CHI St.Luke's Health helps East Texas woman regain skills with occupational therapy

CHI St.Luke's Health helps East Texas woman regain skills with occupational therapy
(Source: KTRE Staff)
(Source: KTRE Staff)
(Source: KTRE Staff)
(Source: KTRE Staff)
(Source: KTRE Staff)
(Source: KTRE Staff)

LUFKIN, TX (KTRE) - An East Texas woman is successfully regaining skills after a stroke left her immobile.

Lufkin's CHI St. Luke's Health Outpatient Therapy Center is home to therapists who spend every day getting people back to doing the things they need to do in life. We've all heard of physical therapy, but the month of April is dedicated to the celebration of Occupational Therapy. Kathy Beard shared her successes after going through therapy.

It's not a playful peg puzzle game for Kathy Beard; it's one of the meticulous exercises helping her gain back every day life skills.

"Sometimes, it may be getting back to where you were before, and other times, it may be learning new ways to do things," said Marita Verhalen, an occupational therapist with CHI St. Luke's Health Outpatient Therapy Center.

Occupational therapy is a therapeutic program offered here in Lufkin aimed at regaining the seemingly small skills that many of us take for granted.

"A parent...that is an occupation. A student, a friend, even being able to take care of yourself," Verhalen said. She explained that the therapy is not only geared to help patients go back to work, but also for activities such as opening a can or putting on clothes while paralyzed on one side.

Kathy found herself at the Outpatient Therapy Center after a mini-stoke left her partially paralyzed.

"That Saturday, when I woke up, I mean I flat out couldn't move period. It scared the dickens out of me," Beard said.

The financial services accountant could no longer carry out essential parts of her job.

"I couldn't type, period. I'm right-handed," Beard said. "I don't want to live like that with no movement on my left side."

Peg by peg and rep after rep, she committed to the occupational therapy that would put her on the path to the independence she was used to.

"I'm really excited that I have movement back, and I'm not going to be dropping and spilling things anymore," Beard said.

Aside from carefully customized activities, the motivation of the therapist Kathy compared to a sister played a huge part in the process.

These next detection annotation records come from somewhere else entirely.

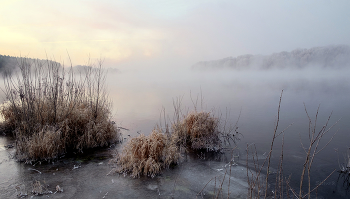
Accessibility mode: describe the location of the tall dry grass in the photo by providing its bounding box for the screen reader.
[172,111,221,150]
[112,128,180,178]
[0,56,118,161]
[246,90,339,199]
[110,98,239,177]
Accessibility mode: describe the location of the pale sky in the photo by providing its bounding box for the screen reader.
[0,0,350,69]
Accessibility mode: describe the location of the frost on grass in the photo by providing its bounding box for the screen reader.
[112,129,180,177]
[172,112,221,150]
[111,109,237,177]
[0,59,118,162]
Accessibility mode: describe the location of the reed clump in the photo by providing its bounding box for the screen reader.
[172,111,221,150]
[111,107,239,177]
[0,59,118,162]
[112,128,180,178]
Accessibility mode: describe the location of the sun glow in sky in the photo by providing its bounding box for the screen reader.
[0,0,350,68]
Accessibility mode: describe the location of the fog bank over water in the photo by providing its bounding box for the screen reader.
[193,45,350,70]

"She was good about yanking me and pulling me back up and saying 'You can do this!'" Beard said.

"Moments where it's like, 'Oh my gosh, I never thought I'd be able to do that again!' That's the most rewarding part," Verhalen said.

Most of those moments are as simple as Kathy's first finger movement.

"I was ecstatic because I could see a light at the end of the tunnel. I knew I was on my way," Beard said.

Kathy is in her last week of occupational therapy.  She and her therapist have already set up exercises for her to continue when on her own.